Eight years ago, S&W joined IDCUSA as well. The business offers parts and supplies for many platforms, including automotive, industrial, oilfield and agricultural markets.

"Biggest thing was hitching our wagons to both Federated and IDC,"  Don Bickle Jr. said. "It's a bunch of independent distributors who are all pooled together, which allows us to have the purchasing and marketing power the big chains have. Without those two things, I'm not saying we wouldn't be here right now, but we wouldn't be as strong as we are."

"And we might not be here," Don Bickle Sr. said.

"That's true," Don Bickle Jr. said. "Anyone that's not part of a national market like that has struggled."

There's no question S&W has survived and succeeded along the way. The Bickles credit that also to a strong family bond -- not only between themselves, but also with employers.

"We try to tend to people more as family and not as employees,"  said Don Bickle Jr., who has been with the business 40 years. "I think that's been our key to retaining those people. Anybody can rent a building and fill it full of parts, put the shelving in. And that guy can have three times as much inventory as another guy. But if that one guy has the people, that's where the business is going to go. Our business is still a people business. Our customers need to know you have educated, trained people they can trust."

"And we have some of the best," said Tim, who's been in the business 31 years.

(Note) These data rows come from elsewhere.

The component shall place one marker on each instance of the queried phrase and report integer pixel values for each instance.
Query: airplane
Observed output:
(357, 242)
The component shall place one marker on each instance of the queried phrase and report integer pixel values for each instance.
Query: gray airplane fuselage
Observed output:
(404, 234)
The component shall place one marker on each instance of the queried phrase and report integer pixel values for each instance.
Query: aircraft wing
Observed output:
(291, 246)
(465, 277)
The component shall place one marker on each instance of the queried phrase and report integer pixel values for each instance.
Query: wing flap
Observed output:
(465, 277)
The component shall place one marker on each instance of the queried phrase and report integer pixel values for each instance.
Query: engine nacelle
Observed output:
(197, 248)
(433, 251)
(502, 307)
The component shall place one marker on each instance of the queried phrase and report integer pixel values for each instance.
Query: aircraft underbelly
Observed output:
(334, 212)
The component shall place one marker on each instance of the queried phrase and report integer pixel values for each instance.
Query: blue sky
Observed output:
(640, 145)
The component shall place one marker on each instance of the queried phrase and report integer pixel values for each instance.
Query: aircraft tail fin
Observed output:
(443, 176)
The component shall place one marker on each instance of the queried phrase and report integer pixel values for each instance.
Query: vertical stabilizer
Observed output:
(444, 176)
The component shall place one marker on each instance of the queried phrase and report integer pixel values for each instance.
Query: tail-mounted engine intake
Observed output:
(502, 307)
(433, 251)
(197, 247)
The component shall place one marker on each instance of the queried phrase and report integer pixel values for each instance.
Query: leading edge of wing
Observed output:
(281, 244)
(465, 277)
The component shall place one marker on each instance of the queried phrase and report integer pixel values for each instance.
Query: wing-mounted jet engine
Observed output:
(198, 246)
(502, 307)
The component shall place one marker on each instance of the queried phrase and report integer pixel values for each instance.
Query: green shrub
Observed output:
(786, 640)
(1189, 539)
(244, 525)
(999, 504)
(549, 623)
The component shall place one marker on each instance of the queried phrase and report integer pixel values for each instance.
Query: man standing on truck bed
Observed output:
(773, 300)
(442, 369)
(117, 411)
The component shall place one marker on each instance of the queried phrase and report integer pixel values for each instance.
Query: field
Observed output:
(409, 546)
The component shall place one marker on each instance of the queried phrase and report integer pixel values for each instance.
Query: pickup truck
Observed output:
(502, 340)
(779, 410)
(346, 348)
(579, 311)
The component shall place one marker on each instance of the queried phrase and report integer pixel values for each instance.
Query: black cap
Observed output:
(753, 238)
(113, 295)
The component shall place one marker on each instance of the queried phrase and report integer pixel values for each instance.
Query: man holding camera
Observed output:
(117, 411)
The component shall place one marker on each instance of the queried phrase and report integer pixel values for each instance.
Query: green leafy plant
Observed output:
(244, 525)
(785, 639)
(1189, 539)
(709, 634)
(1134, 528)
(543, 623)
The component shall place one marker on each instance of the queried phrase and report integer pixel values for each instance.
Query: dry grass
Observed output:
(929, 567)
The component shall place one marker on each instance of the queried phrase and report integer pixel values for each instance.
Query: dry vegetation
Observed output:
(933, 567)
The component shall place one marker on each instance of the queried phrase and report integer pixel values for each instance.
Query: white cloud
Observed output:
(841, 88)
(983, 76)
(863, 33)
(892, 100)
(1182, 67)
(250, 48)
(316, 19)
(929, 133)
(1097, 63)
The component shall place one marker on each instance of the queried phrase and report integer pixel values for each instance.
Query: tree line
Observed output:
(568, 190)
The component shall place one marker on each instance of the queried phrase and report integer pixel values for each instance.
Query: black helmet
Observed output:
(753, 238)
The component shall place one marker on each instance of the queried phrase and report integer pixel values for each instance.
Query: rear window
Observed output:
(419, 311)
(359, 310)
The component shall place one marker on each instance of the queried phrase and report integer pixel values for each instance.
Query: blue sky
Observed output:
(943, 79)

"And I'd put any of our guys up against the best," Don Bickle Jr. said. "They're truly professionals."

On most Mondays through Fridays, vans delivering products to the other seven S&W stores and multiple sites flying the Federated flag can travel approximately 3,700 miles per night. On a monthly basis, they tend to nearly 120 stores.

"We do things differently," Ryan said. "It still is about customer service, which in turn, our inventory is different. We have a lot of items you wouldn't have in those Denver, Dallas areas."

On Saturday, S&W Supply will bring NASCAR legend Kenny Schrader to town to compete in modified racing at RPM Speedway in Hays. Schrader is a spokesperson for Federated, and a longtime friend of the Bickle family.

"That's going to be a lot of fun, especially when Federated is helping S&W celebrate 80 years,"  Schrader said. "It's great to help promote the tracks and the local racers."

That giving-back attitude is something that has propelled the Bickles to success. From the start of company, the behind the scenes work of Lyle Wells making things go to providing college tuition help for children of employees, S&W has been growing and prospering along the way.

"We've kind of been involved as we've evolved along the way," Don Bickle Jr. said about the realization of just how successful S&W has become through the years. "If that question was asked back then, no. We just didn't go, 'Boom.' We've made small steps along the way. Whatever we've done, we've tried to grow sensibly along the way. ... We've tried to do it well and take care of our customers before we move on the way."